BRUSSELS -- With the euro plunging and budgets across the continent tightening, European Union member states are betting on an export-driven recovery from recession and the current debt crisis. A cheaper euro has allowed the eurozone export sector to regain competitiveness, as the common currency has fallen against the dollar from $1.50 to a four-year low of $1.20. At the same time, the eurozone's external trade surplus showed a year-on-year increase in March, growing from €1.6 billion in 2009 to €4.5 billion this year. Year-on-year industrial production also grew by €9.5 billion from April 2009 to April 2010.

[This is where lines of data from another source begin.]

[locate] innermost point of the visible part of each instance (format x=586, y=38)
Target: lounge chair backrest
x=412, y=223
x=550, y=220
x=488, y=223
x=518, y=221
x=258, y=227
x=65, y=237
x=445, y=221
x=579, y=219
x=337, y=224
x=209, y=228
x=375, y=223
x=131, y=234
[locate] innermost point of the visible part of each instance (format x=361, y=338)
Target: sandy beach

The euro's fall has been triggered by fears over the common currency's long-term sustainability in the face of current government debt levels, as well as by lack of market confidence in Europe's recovery. Reports of a European economy facing years of chronic unemployment and nearly stagnant growth have helped feed the gloom, as have rumors that Arab, Russian and Chinese governments are reviewing their euro holdings. Even European funds are looking to safeguard their investments elsewhere.

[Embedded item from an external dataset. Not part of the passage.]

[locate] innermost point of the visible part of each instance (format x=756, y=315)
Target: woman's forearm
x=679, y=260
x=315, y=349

The EU's biggest external trade partners are the U.S. and China, accounting for 31.8 percent and 15 percent of the Union's exports respectively, and the euro's slump is already causing tensions between the three. The U.S. administration has been trying for years to convince Chinese authorities to raise the value of the yuan in order to boost exports to China and make Chinese products less competitive on the global market. Now, a lower euro is undermining the U.S. case, as European exports to China have increased by 47 percent in the last year, making Chinese authorities even more wary of relaxing its yuan peg against the dollar.